Leaves - Stem leaves sessile, to 7 cm, oblanceolate to oblong or ovate, truncate to shallowly cordate at the base and slightly to moderately clasping the stem, mostly bluntly pointeded, the margins with moderate to numerous relatively blunt teeth, these mostly with a thickened or glandular tip, the surfaces appearing strongly resinous with dense glandular dots, these conspicuously darker than the surrounding leaf tissue, otherwise glabrous. Basal leaves similar to lower stem leaves, absent at flowering.

Grindelia_squarrosa_leaf.jpg

© DETenaglia

Inflorescence - Solitary heads or loose terminal clusters in branch tips, occasionally a few heads in leaf axils.

Involucre - Receptacle 1-2 cm in diameter. Involucre 6-11 mm long, the bracts in 5-9 unequal series, linear, strongly curled or recurved

Grindelia_squarrosa_involucre.jpg Involucre.

© DETenaglia

Ray flowers - Ray florets 20-40 (rarely absent), pistillate, with ligules 7-15 mm long.
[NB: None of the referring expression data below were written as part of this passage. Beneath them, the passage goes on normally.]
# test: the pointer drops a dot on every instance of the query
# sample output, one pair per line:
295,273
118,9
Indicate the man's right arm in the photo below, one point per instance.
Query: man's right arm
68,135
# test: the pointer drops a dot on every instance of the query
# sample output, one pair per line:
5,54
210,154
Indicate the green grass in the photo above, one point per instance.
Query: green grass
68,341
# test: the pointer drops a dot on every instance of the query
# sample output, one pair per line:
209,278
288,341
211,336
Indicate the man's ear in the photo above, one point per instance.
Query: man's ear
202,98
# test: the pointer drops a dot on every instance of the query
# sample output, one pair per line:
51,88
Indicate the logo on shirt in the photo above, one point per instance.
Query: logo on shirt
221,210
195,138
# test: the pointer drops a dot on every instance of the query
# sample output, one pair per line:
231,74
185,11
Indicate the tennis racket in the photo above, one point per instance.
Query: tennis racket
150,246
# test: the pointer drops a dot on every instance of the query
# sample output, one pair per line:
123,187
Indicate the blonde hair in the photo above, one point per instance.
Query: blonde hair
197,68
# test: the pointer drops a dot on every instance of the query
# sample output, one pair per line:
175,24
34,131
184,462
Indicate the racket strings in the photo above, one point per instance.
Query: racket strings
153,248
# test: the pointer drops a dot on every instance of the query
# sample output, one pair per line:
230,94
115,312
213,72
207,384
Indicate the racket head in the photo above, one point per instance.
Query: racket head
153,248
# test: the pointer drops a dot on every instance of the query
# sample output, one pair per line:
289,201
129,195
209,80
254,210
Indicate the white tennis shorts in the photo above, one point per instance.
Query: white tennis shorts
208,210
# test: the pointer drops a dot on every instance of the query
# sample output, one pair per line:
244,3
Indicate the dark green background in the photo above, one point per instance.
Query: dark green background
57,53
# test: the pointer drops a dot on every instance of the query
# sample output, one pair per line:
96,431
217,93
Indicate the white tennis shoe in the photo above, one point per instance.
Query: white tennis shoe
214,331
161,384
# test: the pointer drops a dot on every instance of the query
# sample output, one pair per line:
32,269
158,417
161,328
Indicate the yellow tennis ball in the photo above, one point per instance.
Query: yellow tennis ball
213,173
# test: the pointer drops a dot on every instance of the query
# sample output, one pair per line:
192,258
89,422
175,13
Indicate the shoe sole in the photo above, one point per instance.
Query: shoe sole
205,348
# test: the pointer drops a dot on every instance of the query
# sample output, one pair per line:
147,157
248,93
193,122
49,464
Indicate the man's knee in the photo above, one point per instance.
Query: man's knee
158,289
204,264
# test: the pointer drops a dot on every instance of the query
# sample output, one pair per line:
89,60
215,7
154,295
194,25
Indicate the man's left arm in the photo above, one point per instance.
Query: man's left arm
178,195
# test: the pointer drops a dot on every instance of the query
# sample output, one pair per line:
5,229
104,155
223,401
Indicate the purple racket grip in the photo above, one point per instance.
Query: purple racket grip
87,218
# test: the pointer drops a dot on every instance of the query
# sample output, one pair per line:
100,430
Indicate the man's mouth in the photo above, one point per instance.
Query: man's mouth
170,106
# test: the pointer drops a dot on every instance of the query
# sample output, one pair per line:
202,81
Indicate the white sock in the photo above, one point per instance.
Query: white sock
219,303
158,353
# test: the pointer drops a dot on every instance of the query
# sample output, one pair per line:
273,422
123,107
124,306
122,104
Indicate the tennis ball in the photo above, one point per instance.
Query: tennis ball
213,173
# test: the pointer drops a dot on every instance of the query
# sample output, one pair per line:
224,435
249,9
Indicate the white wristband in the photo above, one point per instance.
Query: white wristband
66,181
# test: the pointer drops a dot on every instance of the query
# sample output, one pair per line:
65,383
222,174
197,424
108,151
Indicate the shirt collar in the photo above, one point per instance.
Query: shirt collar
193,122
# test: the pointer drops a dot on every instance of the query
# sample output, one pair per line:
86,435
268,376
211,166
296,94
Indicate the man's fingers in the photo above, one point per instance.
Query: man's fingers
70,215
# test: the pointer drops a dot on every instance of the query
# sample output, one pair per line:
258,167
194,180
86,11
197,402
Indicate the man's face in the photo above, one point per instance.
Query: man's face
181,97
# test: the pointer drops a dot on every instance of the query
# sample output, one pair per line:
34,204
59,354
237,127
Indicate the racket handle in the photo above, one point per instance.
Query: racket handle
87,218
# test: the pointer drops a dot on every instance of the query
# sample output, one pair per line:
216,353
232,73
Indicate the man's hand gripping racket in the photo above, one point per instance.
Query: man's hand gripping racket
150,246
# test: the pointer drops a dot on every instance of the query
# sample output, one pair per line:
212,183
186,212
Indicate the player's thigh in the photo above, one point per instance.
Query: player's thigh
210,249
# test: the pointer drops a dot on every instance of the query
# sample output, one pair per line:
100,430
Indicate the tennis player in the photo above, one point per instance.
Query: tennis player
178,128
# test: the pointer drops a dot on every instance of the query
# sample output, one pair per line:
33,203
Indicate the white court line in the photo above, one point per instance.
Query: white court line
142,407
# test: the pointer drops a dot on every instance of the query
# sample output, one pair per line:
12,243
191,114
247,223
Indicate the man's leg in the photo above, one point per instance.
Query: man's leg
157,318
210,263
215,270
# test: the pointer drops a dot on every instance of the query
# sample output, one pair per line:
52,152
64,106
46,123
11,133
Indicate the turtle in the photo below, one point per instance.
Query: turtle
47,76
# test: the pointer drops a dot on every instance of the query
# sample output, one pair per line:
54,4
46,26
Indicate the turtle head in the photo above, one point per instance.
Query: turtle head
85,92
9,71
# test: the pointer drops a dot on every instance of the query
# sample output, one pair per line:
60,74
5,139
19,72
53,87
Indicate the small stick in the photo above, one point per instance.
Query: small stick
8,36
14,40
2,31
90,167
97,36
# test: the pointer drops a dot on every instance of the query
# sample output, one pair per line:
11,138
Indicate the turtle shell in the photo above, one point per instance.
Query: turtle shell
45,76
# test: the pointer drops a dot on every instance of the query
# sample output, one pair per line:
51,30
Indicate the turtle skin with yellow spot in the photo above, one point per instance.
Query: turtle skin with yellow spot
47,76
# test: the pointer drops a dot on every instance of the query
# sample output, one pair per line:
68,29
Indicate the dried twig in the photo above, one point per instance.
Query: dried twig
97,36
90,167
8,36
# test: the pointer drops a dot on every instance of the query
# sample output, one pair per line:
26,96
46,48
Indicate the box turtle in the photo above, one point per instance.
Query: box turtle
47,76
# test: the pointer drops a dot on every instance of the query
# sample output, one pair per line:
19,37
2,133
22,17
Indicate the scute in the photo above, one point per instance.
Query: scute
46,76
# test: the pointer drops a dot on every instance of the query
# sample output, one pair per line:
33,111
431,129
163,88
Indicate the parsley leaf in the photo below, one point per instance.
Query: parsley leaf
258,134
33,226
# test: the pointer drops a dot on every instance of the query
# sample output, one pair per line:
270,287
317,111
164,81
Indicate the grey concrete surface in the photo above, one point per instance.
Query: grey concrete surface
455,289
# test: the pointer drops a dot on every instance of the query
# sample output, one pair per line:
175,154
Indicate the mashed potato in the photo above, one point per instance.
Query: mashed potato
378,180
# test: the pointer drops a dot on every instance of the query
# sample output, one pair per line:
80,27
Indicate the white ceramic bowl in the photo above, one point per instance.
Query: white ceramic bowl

Disk flowers - Perfect, sometimes functionally staminate at inside or outside of disk, the corollas 3.5-6.5 mm long. Pappus of 2-8 slender awns, 2.5-6.0 mm long, these usually barbed, not persistent at fruiting (usually shed individually as the fruit matures), off-white to straw-colored.

Grindelia_squarrosa_flowers2.jpg Young flower head.

© DETenaglia

Grindelia_squarrosa_flowers1.jpg Maturing flower head.

© DETenaglia

Grindelia_squarrosa_gum.jpg Heads exuding gum.

© SRTurner

Flowering - July - September.

Habitat - Waste ground, roadsides, railroads.

Origin - Native to the U.S.

Lookalikes - G. lanceolata.

Other info. - This easily identifiable species can be found scattered throughout Missouri but is absent from most of the south and central portions of the state. It is very common throughout the western half of the U.S. The plant can be identified by its gummy-sticky heads and recurved bracts. There are currently three varieties recognized in Missouri: var. nuda, which lacks ray florets, var. quasiperennis, which has entire or inconspicuously toothed leaf margins, and var. squarrosa, which conforms to the descriptions above and the most common in this state. The taxononmy of the complex is still not fully understood.

G. squarrosa was used widely by natives to treat a variety of ailments ranging from asthma to cancer. It is also believed to have sedative properties.

The species epithet squarrosa refers to the spreading and recurved bracts of the involucre.

Photographs taken in Marquette, MI., 9-5-2003 (DETenaglia); also near Ravenna Lake State Recreation Area, Buffalo County, NE, 8-21-2012, and near Moorcroft, Crook County, WY, 8-22-2012 (SRTurner).